Performance benchmarks – the games that we play

First of all, congratulations to NetApp for beating EMC Isilon in the latest SPECSfs2008 benchmark for NFS IOPS. The news is everywhere and here’s one here.

EMC Isilon was blowing its horns several months ago when it  hit 1,112,705 IOPS recorded from a 140-node S200 cluster with 3,360 disk drives and a overall response time of 2.54 msecs. Last week, NetApp became top dog, pounding its chest with 1,512,784 IOPS on a 24 x FAS6240 nodes  with an overall response time of 1.53msecs. There were 1,728 450GB, 15,000rpm disk drives and the FAS6240s were fitted with Flash Cache.

And with each benchmark that you and I have seen before and after, we will see every storage vendors trying to best the other and if they did, their horns will be blaring, the fireworks are out and they will pounding their chests like Tarzan, saying “Who’s your daddy?” The euphoria usually doesn’t last long as performance records are broken all the time.

However, the performance benchmark results are not to be taken in verbatim because they are not true representations of real life, production environment. 2 years ago, the magazine, the defunct Byte and Switch (which now is part of Network Computing), did a 9-year study on File Systems and Storage Benchmarking. In a very interesting manner, it revealed that a lot of times, benchmarks results are merely reduced to single graphs which has little information about the details of how the benchmark was conducted, how long the benchmark took and so on.

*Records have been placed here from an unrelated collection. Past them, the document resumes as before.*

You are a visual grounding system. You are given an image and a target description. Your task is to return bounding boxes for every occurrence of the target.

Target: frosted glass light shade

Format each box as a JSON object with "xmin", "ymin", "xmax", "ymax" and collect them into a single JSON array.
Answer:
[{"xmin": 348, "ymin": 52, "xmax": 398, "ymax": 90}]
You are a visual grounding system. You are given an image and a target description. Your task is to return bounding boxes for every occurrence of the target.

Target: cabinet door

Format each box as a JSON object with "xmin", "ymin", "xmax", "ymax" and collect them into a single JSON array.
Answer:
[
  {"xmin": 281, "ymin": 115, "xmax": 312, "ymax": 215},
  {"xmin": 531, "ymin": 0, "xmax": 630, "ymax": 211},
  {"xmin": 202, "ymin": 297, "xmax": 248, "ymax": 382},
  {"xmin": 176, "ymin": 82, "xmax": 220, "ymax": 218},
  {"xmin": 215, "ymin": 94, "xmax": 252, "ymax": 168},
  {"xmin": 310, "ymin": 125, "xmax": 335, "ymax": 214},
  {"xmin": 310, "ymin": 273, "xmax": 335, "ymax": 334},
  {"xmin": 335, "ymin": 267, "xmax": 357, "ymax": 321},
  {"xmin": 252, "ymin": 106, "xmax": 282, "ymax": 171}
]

The paper, published by Avishay Traeger and Erez Zadok from Stony Brook University and Nikolai Joukov and Charles P. Wright from the IBM T.J. Watson Research Center entitled, “A Nine Year Study of File System and Storage Benchmarking” studied 415 file systems from 106 published results and the article quoted:

Based on this examination the paper makes some very interesting observations and 
conclusions that are, in many ways, very critical of the way “research” papers have 
been written about storage and file systems.

 

Therefore, the paper highlighted the way the benchmark was done and the way the benchmark results were reported and judging by the strong title (It was titled “Lies, Damn Lies and File Systems Benchmarks”) of the online article that reviewed the study, benchmarks are not the pictures that says a thousand words.

Be it TPC-C, SPC1 or SPECSfs benchmarks, I have gone through some interesting experiences myself, and there are certain tricks of the trade, just like in a magic show. Some of the very common ones I come across are

  • Short stroking – a method to format a drive so that only the outer sectors of the disk platter are used to store data. This practice is done in I/O-intensive environments to increase performance.
  • Shortened test – performance tests that run for several minutes to achieve the numbers rather than prolonged periods (which mimics real life)
  • Reporting aggregated numbers – Note the number of nodes or controllers used to achieve the numbers. It is not ONE controller than can achieve the numbers, but an aggregated performance results factored by the number of controllers

Hence, to get to the published benchmark numbers in real life is usually not practical and very expensive. But unfortunately, customers are less educated about the way benchmarks are performed and published. We, as storage professionals, have to disseminate this information.

Ok, this sounds oxymoronic because if I am working for NetApp, why would I tell the truth that could actually hurt NetApp sales? But I don’t work for NetApp now and I think it is important for me do my duty to share more information. Either way, many people switch jobs every now and then, and so if you want to keep your reputation, be honest up front. It could save you a lot of work.